When You Love is a glorious song, one that takes the tones and textures of the Caribbean and weaves sumptuous harmonies through the soundscape and which seems to blend reggae immediacy and gospel ornateness, not that the two genres are that far apart anyway, but to be honest, it isn’t hard to join the dots between any genre worth its salt.
Voice of Jamaica revels even more in almost a capella celebration, the additional percussion and musical motifs secondary to the ebbs and flows of the vocals; spacious, powerful and poignant. At the other extreme, Stray Bullet takes the Reggae groove into overdrive, the beat and buoyancy of the song matching the urgency of the lyrical message and Highest Grade mixes the genre’s timeless traditions, skanking ska salvos and a looser, dancehall ease with a more modern take on things, the sound of the past being reimagined for the present and in doing so creating a sound for the future.
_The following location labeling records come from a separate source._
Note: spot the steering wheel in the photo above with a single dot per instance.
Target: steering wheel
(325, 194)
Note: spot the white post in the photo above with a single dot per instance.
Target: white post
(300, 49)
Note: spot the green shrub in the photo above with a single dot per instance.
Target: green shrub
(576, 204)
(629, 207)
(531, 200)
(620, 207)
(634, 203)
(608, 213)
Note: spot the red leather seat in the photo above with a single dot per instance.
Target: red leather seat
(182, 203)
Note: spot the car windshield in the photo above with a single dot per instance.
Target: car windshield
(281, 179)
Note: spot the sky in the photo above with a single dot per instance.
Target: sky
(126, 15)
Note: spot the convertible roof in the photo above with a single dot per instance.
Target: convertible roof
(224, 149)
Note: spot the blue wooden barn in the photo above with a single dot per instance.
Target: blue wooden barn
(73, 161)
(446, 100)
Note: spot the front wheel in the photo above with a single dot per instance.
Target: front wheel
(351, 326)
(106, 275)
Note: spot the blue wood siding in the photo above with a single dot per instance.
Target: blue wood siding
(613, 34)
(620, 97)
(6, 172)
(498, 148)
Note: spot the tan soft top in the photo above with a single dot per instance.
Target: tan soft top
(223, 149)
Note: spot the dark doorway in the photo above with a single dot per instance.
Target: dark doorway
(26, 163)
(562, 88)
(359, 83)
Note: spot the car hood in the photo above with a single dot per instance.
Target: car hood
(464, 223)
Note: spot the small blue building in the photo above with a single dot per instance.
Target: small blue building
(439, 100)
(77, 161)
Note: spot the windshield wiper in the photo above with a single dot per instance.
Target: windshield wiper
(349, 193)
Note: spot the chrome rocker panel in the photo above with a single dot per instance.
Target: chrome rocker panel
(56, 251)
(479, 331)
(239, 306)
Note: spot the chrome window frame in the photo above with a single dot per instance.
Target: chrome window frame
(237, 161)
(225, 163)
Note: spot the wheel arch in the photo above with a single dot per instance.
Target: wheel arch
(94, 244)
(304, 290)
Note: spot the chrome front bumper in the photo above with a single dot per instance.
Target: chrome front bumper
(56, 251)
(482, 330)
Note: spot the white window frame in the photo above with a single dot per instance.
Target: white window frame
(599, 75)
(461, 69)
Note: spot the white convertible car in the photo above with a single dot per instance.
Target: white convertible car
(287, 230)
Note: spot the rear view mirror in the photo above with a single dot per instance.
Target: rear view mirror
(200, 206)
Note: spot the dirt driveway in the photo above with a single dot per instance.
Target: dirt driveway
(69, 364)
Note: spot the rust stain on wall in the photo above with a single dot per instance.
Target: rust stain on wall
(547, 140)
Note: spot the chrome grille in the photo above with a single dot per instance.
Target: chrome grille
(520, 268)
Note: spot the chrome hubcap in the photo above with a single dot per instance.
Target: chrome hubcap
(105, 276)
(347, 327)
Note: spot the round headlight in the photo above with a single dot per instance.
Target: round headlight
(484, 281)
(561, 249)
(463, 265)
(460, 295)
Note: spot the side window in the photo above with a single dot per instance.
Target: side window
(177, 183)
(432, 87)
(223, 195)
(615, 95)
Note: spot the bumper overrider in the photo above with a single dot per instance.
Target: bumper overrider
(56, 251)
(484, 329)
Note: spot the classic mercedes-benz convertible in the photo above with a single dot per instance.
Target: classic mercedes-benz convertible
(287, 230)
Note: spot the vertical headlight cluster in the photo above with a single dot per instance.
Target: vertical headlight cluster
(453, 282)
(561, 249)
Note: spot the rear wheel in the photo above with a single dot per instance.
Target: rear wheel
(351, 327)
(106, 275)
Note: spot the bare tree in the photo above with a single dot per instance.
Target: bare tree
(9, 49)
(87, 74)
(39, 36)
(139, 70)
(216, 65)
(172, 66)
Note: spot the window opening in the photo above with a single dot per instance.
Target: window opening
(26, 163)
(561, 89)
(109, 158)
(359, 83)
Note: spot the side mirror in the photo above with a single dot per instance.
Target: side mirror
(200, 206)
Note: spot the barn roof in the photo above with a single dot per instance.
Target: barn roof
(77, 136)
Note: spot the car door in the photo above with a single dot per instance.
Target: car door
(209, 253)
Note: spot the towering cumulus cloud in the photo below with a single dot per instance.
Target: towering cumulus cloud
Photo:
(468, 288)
Plant Seeds carries a deeper and more brooding message, reminding us that reggae and its associate styles and scenes were, like most of the most powerful and long-lasting genres, born of poignant political need and have long acted as a social commentary. Similarly, Justice is both rabble-rousing and infectious and the album ends with the wonderfully genreless, or perhaps genre-fused Great Ones, a heady blend of folk-ballad and sundrenched torch song, political statement and history lesson; part entertainment, part informative lecture. That’s the power of music, at least in the right hands. Iyah Syte is the right, safe, pair of hands.
It’s a cool album, one that transcends mere music, as the artist’s name spells out, an album about Saving Youth Through Entertainment. Now when was the last time an artist took on a mission this worthy? Not for a long time, I’ll wager.